As três destruições da Biblioteca de
Alexandria podem parecer confortavelmente antigas, mas, infelizmente, a aversão
aos livros é uma tradição firmemente enraizada na nossa História. A devastação
nunca deixa de ser uma tendência. Como dizia uma vinheta de El Roto: “As
civilizações envelhecem, as barbáries renovam-se.”
Na verdade, o século XX foi um século
de aterrorizante bibliocastia ( as bibliotecas bombardeadas nas duas guerras
mundiais, as fogueiras nazis, , os regimes censores, a revolução Cultural Chinesa,
as purgas soviéticas, a Caça às Bruxas…) E o século XXI começou com a pilhagem
consentida pelas tropas americanas, a museus e bibliotecas no Iraque, onde a
escrita caligrafou o mundo pela primeira vez.

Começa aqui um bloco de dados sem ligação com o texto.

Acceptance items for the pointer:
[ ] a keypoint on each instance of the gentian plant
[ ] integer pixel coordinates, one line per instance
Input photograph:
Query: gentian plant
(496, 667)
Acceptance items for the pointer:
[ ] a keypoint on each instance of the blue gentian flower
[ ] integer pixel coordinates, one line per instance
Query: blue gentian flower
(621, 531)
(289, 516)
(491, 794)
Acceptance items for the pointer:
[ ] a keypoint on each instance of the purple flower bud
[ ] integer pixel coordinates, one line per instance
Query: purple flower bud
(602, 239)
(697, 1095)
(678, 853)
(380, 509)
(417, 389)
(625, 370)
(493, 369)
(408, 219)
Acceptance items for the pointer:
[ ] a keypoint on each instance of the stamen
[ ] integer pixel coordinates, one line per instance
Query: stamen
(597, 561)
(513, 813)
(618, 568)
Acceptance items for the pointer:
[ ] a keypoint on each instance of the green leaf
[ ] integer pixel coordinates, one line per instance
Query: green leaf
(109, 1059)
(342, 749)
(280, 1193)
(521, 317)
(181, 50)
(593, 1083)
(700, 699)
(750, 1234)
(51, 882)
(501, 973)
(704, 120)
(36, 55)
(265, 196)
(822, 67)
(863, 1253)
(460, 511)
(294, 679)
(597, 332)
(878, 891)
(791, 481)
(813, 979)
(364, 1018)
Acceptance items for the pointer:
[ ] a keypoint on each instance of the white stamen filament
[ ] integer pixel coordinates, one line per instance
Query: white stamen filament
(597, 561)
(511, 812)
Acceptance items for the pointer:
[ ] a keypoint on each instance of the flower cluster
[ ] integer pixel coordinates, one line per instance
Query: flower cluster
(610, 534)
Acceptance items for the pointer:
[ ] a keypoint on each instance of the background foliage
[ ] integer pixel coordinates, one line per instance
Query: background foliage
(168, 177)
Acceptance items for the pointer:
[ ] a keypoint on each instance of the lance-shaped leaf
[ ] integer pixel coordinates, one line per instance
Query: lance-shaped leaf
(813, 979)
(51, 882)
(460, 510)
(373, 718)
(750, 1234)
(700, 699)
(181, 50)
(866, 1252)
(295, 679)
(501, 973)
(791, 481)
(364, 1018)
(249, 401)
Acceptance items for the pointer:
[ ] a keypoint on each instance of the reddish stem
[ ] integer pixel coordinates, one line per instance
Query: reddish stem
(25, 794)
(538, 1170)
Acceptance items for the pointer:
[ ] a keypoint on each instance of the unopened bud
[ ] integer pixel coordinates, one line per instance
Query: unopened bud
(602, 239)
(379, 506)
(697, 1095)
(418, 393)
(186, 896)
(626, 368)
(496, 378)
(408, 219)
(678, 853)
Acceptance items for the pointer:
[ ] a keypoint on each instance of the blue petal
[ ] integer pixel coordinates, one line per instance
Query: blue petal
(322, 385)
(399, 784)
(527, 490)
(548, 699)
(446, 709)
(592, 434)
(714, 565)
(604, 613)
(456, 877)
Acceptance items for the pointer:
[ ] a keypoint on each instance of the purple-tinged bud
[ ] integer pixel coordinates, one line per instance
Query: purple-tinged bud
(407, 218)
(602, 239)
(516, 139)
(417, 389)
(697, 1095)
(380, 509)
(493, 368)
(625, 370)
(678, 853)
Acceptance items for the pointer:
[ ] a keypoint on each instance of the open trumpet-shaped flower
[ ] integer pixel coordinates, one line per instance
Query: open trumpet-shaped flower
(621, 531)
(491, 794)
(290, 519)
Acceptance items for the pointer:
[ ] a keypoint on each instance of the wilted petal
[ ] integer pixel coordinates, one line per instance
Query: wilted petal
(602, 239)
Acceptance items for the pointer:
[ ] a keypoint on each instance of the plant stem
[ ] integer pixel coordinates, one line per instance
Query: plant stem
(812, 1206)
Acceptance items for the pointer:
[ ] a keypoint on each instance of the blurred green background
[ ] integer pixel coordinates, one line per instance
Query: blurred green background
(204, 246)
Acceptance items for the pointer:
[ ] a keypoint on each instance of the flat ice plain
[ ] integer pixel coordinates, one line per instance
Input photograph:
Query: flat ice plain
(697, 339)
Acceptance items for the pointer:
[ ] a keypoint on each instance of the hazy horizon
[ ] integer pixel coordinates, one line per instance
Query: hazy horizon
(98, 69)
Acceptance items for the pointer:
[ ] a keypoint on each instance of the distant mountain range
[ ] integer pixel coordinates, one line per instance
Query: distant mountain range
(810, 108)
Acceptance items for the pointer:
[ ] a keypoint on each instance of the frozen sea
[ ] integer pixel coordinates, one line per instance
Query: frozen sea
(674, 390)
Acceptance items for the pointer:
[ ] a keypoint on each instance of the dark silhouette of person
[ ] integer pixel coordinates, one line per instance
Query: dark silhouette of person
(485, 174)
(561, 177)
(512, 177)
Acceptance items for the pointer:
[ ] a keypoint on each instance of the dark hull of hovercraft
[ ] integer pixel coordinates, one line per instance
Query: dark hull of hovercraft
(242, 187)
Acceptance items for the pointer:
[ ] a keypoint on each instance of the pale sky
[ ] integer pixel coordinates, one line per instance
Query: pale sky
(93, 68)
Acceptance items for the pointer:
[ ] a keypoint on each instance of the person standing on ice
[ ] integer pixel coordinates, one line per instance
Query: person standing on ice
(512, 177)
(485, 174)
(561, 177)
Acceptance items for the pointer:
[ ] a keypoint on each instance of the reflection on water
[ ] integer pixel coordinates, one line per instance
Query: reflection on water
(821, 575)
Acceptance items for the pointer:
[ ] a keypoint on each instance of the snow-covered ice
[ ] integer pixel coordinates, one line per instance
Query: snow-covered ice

(…) O escritor bósnio Ivan Lovrenovic
contou que, na longa noite de verão, Sarajevo brilhou com o fogo que brotava de Vijecnica, o
imponente edifício da Biblioteca nacional ao pé do rio Miljacka. Primeiro,
vinte e cinco obuses incendiários atingiram o telhado, apesar das instalações
estarem marcadas com bandeiras azuis para indicarem a sua condição de
património cultural. Quando o resplendor – diz Ivan – alcançou proporções neronianas,
começou um constante bombardeamento maníaco para impedir o acesso à Vijecnica.
Desde as colinas que contemplavam a cidade, os atiradores furtivos disparavam
contra os habitantes de Sarajevo, magros e esgotados, que saíam dos seus
refúgios para tentarem salvar os livros. A intensidade dos ataques não permitiu
a aproximação dos bombeiros. Por fim, as colunas mouriscas do edifício cederam,
e as janelas explodiram para deixarem sair as chamas. Ao amanhecer tinham
ardido centenas de milhares de volumes – livros raros, documentos da cidade,
coleções inteiras de publicações, manuscritos, edições únicas. “Aqui não resta
nada”, disse Vkekoslav, um bibliotecário.
Irene Vallejo, O infinito num junco, Lisboa,
Bertrand, 2021, p.234,236
"Fahrenheit
451" temperatura a que ardem os livros, de Ray Bradbury. A realidade já ultrapassou, a ficção.